The fish market in Kyoto
by Prof. Hajime John Ishida

In the first week of April I went to old Kyoto: the source of my nostalgia after some months spent in Greece and other European countries.

 

The April weather in Japan felt all the colder, for it had already been summery in Athens' March. Yet it was a spring afternoon. Sakoura, cherry blossoms, were almost in full bloom in Maruyama Park at Ghion. Finishing lunch, I asked at a French bistro in the centre of the city on Sanjo street the way to the fish market. A thin Japanese chef answered kindly in a soft and round Kyoto accent: to take the train from Kyoto station, and get off at Tanbagushi, the next stop, which is located in the market itself.

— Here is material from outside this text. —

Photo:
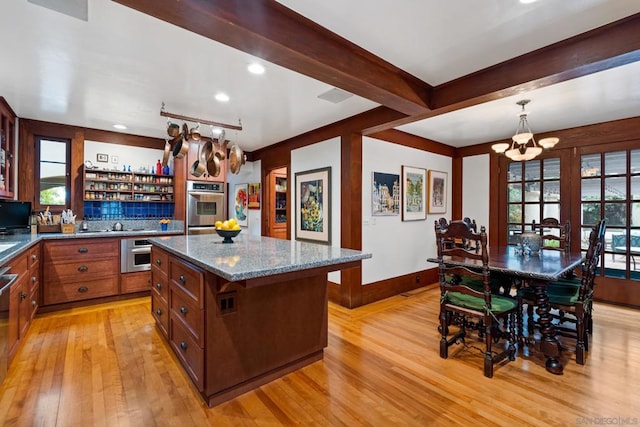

Under a huge dome like the central fish market in Athens, criss-crossing aisles are lined with innumerable shops selling a great variety and quantity of fish; yet all of it is for retailers only.

A day here begins with seri, the auction sale, around five in the morning, when a fever of excitement reaches a peak. Calling voices of auctioneers, sparkles of fish scales; the heated atmosphere of seri filling the market.



Every shop in the market has its chouba, a small counter for the account-books, where girls are seen with such smiles, that their charm takes our breath away, amongst men cutting up fish sometimes as large as a human body.


All this is in such contrast to the quietude in the checkered back streets in Kyoto: old houses with koushi, wooden lattices, and quaint shops with noren, a single curtain with decoration as signboard.